最高司令官として、米国を安全にすることは私に託された厳粛な責任です。米国がこの対テロ戦争を求めたのではありません。それは、われわれのもとにやって来たのです。われわれは、何世代にもわたってわれわれを形作ってきたものと同じ原則と決意でもってこの戦いに応えたのです。すなわち、罪のない人びとを守り、自由を守るということです。そして、われわれは全世界の灯台となる自由の灯りを燃やし続けるのです。
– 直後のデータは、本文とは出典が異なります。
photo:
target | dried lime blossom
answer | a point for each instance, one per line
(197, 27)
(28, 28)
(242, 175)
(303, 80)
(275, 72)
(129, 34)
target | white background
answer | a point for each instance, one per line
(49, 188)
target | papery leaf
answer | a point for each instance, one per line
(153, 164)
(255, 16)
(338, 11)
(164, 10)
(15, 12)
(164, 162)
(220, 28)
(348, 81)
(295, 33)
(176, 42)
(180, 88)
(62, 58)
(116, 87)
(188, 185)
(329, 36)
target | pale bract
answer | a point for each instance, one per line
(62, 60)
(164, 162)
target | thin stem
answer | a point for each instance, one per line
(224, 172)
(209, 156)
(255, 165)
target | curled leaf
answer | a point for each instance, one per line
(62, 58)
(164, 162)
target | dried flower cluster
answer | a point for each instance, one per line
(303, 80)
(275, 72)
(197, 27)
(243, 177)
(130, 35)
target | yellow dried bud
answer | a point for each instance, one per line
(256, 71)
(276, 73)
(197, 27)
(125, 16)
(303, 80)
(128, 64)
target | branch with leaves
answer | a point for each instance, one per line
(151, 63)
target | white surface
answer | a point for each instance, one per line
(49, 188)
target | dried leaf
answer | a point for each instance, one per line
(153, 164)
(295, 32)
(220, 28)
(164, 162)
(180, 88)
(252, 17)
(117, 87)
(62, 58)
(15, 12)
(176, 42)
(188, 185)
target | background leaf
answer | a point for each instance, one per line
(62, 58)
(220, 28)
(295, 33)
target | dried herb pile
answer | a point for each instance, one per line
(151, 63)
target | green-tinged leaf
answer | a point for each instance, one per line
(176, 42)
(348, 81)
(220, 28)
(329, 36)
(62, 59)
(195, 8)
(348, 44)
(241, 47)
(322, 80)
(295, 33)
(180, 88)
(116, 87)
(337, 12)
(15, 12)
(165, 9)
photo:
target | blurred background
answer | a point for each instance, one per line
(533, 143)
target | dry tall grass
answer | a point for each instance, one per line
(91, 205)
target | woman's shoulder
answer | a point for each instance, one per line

出典:Remarks by President Biden on a Successful Counterterrorism Operation in Afghanistan Aug 01, 2022 The White House
この一節に明示されているとおり、今回のバイデン大統領によるザワヒリ殺害の指示にせよ、2011年のオバマ大統領によるビンラディン殺害の指示にせよ、それは何世代にもわたって形作られてきた「原則と決意」が歴代の米国の政権によって継承されてきた中でなされたものだということです。
こうした「全世界の灯台となる自由の灯りを燃やし続ける」アメリカの「努力」によってテロは抑制され、世界の平和はかろうじて保たれているのかもしれません。
しかし、米国の歴代政権が「テロとの戦い」を上記で取り上げたように必ずしも国際社会で広く受け入れられているとは限らない主張の下で展開していることを知る時、
そして、それらが極めて強力な力の行使(軍事力とインテリジェンス)によって支えられていることを理解する時、
「日本は米国との間に自由や民主主義、法の支配の価値観を共有する」といった言葉をそう軽々に使うことはできないように思います(少なくとも私には)。
世界に自由と民主主義と平和を導くことのできる唯一無比の存在であるとする米国の「例外主義」の精神、そしてそれを支える有無を言わせぬ絶大な「力の行使」。
こうしたアメリカの姿を理解するのは私にとって極めてチャレンジングなことです。